Im 135. Konzert von Unerhört werden in einer Komposition für 16 schwingende Eisenbleche und Sand visuell nachvollziehbare Klangprozesse in mikrotonale Hörräume übersetzt, die ein persönliches Wahrnehmungsfeld eröffnen und zu einem außergewöhnlichen Hörerlebnis einladen.
Der Bremerhavener Aktivist für experimentelle Klanggeschehen Jens Carstensen hat zusammen mit Christoph Ogiermann und Mattia Bonafini von der Projektgruppe Neue Musik (pgnm Bremen) im Unerhört-Atelier das musikalisches Konzept für die Konzertinstallation ausgearbeitet.
Mit einem genial einfachen Versuchsaufbau mit einer Metallplatte, etwas Sand und einem Geigenbogen zauberte eins der Physiker und Astronom Ernst Florens Friedrich Chladni durch Anstreichen der Platte Muster und entdeckte um 1780 herum Prinzip und Ordnung von Klangbildern, die als Chladnische Figuren in die Wissensgeschichte eingingen und ihn als Begründer der Lehre der physikalischen Akustik auszeichneten.

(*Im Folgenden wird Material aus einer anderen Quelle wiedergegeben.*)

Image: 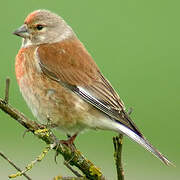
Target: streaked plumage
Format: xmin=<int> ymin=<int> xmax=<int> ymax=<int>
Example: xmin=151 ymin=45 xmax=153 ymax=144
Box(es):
xmin=15 ymin=10 xmax=170 ymax=164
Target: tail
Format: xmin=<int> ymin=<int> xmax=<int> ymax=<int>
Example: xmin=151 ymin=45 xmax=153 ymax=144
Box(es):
xmin=112 ymin=118 xmax=174 ymax=166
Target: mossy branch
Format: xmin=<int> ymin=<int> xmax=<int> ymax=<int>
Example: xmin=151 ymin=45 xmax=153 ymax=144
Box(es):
xmin=0 ymin=79 xmax=122 ymax=180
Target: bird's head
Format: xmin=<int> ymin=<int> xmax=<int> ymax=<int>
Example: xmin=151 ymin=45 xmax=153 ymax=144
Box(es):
xmin=13 ymin=10 xmax=75 ymax=47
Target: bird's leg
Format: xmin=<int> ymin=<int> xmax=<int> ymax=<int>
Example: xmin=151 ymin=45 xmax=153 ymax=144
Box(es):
xmin=60 ymin=133 xmax=77 ymax=148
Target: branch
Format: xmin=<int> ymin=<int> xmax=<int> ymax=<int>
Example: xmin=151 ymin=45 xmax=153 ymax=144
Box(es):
xmin=0 ymin=81 xmax=105 ymax=180
xmin=113 ymin=134 xmax=124 ymax=180
xmin=0 ymin=152 xmax=32 ymax=180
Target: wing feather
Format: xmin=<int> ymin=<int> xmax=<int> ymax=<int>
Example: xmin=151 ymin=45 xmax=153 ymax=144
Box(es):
xmin=36 ymin=39 xmax=142 ymax=136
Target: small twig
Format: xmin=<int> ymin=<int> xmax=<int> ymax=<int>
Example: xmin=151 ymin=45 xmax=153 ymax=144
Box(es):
xmin=113 ymin=134 xmax=124 ymax=180
xmin=127 ymin=107 xmax=133 ymax=115
xmin=0 ymin=152 xmax=32 ymax=180
xmin=0 ymin=79 xmax=105 ymax=180
xmin=4 ymin=78 xmax=10 ymax=104
xmin=64 ymin=161 xmax=83 ymax=177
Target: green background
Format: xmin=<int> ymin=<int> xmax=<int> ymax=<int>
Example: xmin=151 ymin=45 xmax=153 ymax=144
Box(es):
xmin=0 ymin=0 xmax=180 ymax=180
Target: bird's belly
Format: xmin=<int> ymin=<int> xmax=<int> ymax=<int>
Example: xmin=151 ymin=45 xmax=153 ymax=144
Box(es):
xmin=19 ymin=75 xmax=92 ymax=134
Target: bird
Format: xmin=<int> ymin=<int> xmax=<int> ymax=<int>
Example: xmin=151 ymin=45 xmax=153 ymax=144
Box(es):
xmin=13 ymin=9 xmax=171 ymax=165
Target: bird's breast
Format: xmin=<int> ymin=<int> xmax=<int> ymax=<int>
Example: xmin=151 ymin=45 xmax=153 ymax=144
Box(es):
xmin=15 ymin=48 xmax=92 ymax=134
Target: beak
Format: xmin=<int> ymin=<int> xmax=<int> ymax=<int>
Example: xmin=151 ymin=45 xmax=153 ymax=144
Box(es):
xmin=13 ymin=24 xmax=29 ymax=38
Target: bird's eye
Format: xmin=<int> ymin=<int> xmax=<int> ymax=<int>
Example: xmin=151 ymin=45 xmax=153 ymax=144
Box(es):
xmin=36 ymin=24 xmax=44 ymax=31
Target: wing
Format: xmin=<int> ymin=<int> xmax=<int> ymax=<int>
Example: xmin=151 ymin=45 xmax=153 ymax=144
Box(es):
xmin=36 ymin=39 xmax=142 ymax=136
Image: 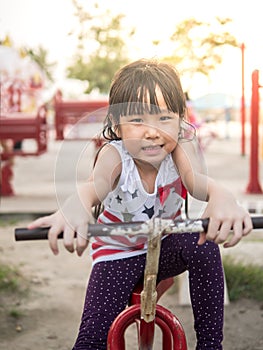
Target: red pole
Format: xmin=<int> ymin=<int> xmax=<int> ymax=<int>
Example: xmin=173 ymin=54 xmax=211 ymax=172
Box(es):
xmin=246 ymin=70 xmax=262 ymax=193
xmin=241 ymin=43 xmax=246 ymax=156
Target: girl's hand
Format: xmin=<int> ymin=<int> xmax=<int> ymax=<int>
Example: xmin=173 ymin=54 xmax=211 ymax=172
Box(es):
xmin=198 ymin=187 xmax=253 ymax=248
xmin=28 ymin=193 xmax=94 ymax=256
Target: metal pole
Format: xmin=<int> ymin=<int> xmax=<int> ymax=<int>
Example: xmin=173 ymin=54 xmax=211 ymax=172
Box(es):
xmin=246 ymin=70 xmax=262 ymax=193
xmin=241 ymin=43 xmax=246 ymax=156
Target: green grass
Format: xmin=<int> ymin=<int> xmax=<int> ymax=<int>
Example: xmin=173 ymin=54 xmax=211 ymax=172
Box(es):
xmin=223 ymin=257 xmax=263 ymax=301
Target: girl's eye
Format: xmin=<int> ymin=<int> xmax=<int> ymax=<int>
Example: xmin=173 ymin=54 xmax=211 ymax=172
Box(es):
xmin=129 ymin=118 xmax=143 ymax=123
xmin=160 ymin=115 xmax=172 ymax=120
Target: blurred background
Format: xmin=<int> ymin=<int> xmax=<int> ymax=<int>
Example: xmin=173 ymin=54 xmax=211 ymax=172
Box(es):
xmin=0 ymin=0 xmax=263 ymax=115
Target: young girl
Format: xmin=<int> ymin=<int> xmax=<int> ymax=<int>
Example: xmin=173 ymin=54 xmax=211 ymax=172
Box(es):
xmin=29 ymin=60 xmax=252 ymax=350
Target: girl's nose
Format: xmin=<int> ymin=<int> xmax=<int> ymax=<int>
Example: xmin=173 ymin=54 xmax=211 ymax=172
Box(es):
xmin=145 ymin=125 xmax=160 ymax=139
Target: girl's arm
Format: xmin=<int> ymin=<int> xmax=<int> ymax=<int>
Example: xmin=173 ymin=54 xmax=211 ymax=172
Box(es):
xmin=173 ymin=142 xmax=252 ymax=247
xmin=28 ymin=145 xmax=121 ymax=256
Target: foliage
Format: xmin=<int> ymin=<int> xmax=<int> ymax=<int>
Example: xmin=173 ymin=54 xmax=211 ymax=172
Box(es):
xmin=67 ymin=0 xmax=238 ymax=93
xmin=67 ymin=0 xmax=133 ymax=93
xmin=24 ymin=45 xmax=56 ymax=82
xmin=164 ymin=18 xmax=238 ymax=78
xmin=223 ymin=257 xmax=263 ymax=301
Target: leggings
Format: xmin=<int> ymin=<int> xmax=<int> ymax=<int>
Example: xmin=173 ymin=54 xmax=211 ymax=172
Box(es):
xmin=73 ymin=233 xmax=224 ymax=350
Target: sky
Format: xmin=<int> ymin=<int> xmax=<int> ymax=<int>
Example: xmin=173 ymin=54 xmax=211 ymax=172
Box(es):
xmin=0 ymin=0 xmax=263 ymax=97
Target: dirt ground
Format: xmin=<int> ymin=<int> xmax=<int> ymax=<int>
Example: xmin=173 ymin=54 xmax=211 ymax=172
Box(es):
xmin=0 ymin=222 xmax=263 ymax=350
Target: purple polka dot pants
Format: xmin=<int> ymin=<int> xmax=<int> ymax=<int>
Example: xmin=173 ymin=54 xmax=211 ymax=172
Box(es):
xmin=73 ymin=233 xmax=224 ymax=350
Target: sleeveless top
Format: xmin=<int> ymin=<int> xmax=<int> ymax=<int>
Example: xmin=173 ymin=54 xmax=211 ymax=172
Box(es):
xmin=90 ymin=141 xmax=186 ymax=264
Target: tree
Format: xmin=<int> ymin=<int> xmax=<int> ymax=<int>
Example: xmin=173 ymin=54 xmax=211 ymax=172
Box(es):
xmin=161 ymin=17 xmax=238 ymax=78
xmin=25 ymin=45 xmax=56 ymax=82
xmin=67 ymin=0 xmax=134 ymax=93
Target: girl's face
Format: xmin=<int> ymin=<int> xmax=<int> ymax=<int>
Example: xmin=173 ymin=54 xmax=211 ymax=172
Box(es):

Im Konzert wird der Geigenbogen ersetzt, die 16 Eisenplatten werden mittels Elektronik zum Schwingen und Klingen angeregt. Plastisch kommt dies zur Erscheinung auf der Oberfläche der mit Sand bestreuten Eisenplatte in fließenden, dünenartigen Bewegungen, die der raumgreifenden musikalische Gestaltung der Konzertes den Rahmen geben.
Das Konzert ist nicht nur eine Reise durch die fast 250 Jahre alte Lehre der Akustik. Es rekonstruiert Strategien für eine Musik „im Raum“, wie sie u.a. in zeitgenössischen Kompositionen von György Ligeti, Iannis Xenakis und Alvin Lucier zu finden sind.